More Accolades for Robert Anton Wilson

By Neal 

rawilson-2.jpgIn 1994, word went ’round the Internet of Robert Anton Wilson‘s death in the form of a phony Los Angeles Times obituary. As it turns out, when he actually died last week, it went unnoticed in the LAT, although the LA Daily News ran an unbylined AP obit that reads awfully similar to the piece filed by veteran NYT staffer Dennis Hevesi. Tributes to Wilson also proliferated online; R.U. Sirius honored him for “open[ing] me up to a world of possibilities as large as space travel and as small as quantum physics,” while HuffPo regular Paul Krassner looked back at their long friendship, and even Wonkette got into the act. (After all, Wilson sorta ran in the California gubernatorial runoff on the Guns and Dope Party platform.)
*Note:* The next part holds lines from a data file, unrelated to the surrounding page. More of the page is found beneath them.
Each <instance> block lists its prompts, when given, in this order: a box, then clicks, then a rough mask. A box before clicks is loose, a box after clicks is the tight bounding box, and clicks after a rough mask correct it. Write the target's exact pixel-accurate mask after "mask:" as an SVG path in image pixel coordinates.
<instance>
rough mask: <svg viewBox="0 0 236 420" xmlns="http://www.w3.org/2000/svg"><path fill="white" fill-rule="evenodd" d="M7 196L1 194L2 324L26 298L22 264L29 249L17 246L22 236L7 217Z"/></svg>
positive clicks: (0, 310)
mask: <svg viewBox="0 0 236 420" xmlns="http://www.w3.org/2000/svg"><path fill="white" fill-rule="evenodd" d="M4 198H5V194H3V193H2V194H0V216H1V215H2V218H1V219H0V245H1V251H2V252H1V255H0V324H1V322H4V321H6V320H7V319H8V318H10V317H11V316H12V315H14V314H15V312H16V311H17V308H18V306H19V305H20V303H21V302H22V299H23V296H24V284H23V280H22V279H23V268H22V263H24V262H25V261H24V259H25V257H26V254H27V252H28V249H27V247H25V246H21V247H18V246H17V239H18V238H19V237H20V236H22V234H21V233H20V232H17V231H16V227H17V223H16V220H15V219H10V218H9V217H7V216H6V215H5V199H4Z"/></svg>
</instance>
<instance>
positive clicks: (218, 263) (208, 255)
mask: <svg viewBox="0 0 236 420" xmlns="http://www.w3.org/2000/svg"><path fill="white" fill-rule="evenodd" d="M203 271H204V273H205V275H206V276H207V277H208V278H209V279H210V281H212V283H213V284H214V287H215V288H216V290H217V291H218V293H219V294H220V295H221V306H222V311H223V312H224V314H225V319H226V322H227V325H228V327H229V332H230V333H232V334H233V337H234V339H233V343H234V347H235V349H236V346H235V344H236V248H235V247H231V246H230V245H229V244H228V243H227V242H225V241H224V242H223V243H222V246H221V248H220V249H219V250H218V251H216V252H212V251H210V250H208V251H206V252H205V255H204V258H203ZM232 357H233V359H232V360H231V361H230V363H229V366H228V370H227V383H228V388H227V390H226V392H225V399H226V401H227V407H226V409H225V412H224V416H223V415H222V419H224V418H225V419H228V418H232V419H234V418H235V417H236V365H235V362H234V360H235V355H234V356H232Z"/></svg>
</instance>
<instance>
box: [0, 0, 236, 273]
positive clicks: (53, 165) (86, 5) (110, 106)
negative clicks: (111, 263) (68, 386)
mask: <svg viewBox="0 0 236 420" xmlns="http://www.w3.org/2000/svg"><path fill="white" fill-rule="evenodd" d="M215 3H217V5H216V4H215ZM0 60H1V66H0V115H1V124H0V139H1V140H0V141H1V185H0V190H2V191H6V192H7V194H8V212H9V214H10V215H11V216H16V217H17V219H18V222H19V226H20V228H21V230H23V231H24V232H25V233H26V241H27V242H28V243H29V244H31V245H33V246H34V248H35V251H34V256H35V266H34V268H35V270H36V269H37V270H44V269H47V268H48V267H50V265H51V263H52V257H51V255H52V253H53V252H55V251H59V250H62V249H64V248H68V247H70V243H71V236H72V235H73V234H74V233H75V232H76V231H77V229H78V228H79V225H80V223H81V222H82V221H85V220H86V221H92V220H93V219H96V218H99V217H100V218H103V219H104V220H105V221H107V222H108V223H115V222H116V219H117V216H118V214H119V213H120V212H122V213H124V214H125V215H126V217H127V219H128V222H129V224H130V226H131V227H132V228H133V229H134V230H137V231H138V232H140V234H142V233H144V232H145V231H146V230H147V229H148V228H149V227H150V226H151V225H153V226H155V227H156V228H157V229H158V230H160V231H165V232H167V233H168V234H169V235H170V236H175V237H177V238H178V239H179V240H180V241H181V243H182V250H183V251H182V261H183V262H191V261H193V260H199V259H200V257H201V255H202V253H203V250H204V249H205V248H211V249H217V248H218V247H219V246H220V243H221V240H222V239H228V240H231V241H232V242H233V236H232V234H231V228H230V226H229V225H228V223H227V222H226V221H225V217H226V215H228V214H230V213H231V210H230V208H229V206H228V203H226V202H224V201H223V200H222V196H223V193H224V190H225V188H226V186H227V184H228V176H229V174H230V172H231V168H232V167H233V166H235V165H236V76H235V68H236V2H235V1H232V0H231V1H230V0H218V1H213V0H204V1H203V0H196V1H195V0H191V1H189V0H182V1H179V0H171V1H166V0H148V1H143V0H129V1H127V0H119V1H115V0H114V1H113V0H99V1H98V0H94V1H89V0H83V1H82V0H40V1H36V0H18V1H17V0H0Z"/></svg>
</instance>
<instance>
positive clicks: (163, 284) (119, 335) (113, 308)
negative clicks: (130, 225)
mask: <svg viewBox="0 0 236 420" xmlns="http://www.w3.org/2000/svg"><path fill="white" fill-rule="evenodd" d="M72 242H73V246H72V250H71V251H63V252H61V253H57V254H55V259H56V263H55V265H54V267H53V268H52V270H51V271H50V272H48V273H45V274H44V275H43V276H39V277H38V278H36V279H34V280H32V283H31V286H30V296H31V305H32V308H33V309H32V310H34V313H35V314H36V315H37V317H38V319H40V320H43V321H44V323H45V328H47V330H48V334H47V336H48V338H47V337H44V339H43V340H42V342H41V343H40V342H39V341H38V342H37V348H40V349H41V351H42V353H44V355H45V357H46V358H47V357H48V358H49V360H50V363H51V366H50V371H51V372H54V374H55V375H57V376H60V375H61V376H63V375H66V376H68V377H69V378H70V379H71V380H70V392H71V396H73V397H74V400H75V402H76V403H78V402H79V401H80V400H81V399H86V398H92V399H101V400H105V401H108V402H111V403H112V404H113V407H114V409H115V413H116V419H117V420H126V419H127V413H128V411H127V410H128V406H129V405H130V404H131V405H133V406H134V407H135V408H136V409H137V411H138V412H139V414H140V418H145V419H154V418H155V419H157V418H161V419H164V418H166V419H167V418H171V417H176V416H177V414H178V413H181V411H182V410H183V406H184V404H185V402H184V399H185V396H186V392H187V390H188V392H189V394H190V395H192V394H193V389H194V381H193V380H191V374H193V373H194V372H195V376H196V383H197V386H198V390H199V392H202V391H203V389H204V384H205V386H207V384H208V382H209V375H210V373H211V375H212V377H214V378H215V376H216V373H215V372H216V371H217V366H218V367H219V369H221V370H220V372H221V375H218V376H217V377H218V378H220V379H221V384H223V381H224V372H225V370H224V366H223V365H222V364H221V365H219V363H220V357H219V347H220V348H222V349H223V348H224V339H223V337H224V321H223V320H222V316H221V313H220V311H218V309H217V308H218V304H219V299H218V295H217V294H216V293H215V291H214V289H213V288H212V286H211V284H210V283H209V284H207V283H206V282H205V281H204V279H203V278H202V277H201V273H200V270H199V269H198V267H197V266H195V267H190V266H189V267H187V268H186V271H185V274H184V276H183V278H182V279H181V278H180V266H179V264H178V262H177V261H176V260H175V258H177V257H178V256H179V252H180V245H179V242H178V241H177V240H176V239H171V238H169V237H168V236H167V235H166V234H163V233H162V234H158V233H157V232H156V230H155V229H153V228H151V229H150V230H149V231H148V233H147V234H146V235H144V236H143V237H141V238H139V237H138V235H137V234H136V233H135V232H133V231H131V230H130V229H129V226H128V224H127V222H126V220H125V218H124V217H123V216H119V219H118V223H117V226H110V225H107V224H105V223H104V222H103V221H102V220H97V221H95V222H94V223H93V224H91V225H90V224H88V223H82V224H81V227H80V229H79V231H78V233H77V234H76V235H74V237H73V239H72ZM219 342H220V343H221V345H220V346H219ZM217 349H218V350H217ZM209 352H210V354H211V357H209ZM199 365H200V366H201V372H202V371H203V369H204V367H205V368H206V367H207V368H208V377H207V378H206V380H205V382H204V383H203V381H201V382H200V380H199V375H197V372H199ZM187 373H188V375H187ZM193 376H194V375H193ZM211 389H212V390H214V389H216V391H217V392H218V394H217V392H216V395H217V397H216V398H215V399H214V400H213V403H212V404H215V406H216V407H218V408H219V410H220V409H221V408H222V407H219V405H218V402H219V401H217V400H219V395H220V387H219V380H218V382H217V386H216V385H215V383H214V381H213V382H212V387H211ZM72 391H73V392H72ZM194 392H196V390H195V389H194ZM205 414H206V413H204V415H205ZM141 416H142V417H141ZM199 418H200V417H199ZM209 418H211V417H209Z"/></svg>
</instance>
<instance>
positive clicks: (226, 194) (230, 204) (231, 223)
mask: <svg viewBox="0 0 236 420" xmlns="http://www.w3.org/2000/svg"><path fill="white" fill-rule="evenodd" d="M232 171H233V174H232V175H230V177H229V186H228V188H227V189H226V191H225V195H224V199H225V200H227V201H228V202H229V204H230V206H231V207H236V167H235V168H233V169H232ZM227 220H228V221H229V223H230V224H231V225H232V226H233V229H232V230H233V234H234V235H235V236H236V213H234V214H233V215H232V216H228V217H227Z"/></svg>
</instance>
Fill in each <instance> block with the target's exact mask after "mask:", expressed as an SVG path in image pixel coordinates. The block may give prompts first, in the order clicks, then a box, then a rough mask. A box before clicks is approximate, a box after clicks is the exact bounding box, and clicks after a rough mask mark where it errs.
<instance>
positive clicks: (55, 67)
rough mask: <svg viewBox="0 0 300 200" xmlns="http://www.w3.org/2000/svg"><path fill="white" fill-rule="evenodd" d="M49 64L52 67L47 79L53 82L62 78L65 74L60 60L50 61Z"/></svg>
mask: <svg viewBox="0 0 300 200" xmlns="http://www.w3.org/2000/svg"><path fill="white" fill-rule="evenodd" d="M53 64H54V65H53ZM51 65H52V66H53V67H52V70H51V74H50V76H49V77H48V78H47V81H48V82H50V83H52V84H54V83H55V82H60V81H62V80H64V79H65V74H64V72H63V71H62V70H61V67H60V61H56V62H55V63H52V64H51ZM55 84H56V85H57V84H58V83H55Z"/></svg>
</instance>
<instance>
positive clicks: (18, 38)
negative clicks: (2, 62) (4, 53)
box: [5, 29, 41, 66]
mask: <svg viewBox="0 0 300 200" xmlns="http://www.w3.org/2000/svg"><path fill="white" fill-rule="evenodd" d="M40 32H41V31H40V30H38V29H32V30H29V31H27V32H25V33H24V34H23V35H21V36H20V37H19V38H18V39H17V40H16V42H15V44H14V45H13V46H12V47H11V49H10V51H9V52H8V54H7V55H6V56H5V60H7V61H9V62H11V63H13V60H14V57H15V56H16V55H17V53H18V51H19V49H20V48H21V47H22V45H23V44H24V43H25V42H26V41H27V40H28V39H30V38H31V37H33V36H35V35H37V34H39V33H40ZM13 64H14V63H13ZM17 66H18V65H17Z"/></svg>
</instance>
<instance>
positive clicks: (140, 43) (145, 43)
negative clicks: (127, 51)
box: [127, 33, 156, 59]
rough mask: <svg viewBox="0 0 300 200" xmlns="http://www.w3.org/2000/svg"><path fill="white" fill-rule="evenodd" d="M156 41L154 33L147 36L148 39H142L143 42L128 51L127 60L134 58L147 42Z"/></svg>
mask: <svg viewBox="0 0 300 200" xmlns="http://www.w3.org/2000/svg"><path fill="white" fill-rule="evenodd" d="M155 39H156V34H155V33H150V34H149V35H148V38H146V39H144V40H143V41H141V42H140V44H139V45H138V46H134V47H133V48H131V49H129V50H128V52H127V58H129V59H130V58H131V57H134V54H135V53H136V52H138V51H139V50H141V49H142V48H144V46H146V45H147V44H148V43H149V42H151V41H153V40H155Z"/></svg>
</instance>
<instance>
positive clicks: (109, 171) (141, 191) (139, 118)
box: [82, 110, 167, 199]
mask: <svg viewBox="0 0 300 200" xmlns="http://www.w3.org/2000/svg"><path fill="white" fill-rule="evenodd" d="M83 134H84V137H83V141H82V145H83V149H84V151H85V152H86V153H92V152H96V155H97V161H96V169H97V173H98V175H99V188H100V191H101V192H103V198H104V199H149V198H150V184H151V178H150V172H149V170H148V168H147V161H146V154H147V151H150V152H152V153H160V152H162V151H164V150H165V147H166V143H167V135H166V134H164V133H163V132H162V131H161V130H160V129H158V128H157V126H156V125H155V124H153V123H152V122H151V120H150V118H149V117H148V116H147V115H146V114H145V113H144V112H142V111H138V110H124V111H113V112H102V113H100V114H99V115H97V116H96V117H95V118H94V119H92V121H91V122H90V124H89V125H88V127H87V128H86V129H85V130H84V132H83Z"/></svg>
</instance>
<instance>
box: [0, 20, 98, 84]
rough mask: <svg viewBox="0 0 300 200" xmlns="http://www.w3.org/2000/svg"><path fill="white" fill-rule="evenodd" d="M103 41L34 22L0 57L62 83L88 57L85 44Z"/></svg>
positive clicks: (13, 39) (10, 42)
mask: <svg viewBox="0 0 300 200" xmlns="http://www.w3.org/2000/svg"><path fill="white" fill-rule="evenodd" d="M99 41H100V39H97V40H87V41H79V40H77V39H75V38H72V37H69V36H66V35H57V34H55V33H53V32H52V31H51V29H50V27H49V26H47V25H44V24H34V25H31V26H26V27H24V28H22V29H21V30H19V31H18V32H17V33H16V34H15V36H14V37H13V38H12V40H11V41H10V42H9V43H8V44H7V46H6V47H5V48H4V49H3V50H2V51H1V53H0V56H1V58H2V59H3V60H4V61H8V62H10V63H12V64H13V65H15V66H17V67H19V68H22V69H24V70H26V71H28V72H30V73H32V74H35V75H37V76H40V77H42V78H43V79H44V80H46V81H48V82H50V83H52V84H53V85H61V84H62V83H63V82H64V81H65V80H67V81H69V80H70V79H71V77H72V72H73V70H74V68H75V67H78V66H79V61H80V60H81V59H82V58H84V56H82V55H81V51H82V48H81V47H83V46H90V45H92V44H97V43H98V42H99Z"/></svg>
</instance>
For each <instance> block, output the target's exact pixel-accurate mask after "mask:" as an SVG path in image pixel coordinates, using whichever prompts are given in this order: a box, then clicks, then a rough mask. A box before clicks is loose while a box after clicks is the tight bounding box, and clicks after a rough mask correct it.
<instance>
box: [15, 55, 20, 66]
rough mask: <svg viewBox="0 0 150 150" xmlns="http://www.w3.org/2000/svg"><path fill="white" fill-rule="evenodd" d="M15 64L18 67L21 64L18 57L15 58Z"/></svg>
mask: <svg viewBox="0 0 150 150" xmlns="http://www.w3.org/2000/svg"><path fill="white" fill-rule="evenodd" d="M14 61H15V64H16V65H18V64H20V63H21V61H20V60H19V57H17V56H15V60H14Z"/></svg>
When we contacted Douglas Rushkoff, who led the fundraising effort to make Wilson’s last days comfortable, an act of reciprocal kindness to “the only one of my heroes who I was not disappointed to actually meet in person,” he told us, “I refused to allow the history books to say he died alone and destitute. It was important to me for future generations to know we appreciated Robert Anton Wilson while he was alive.” Author Daniel Pinchbeck added:

“Wilson was one of the few thinkers to carry the torch of occult ideas and non-ordinary consciousness through the last decades, when the mainstream culture turned off its mind to these essential aspects of psychic reality. His death comes at a time when the countercultual energies are regathering, and interest in subtler dimensions of being is growing among those with open minds. He was a true pioneer and a cogent thinker with a sharp wit, and one of the last of his generation of genius tricksters and edge-realm explorers. As a legacy, he has left a great road map for future wizards and shamanic initiates to follow.”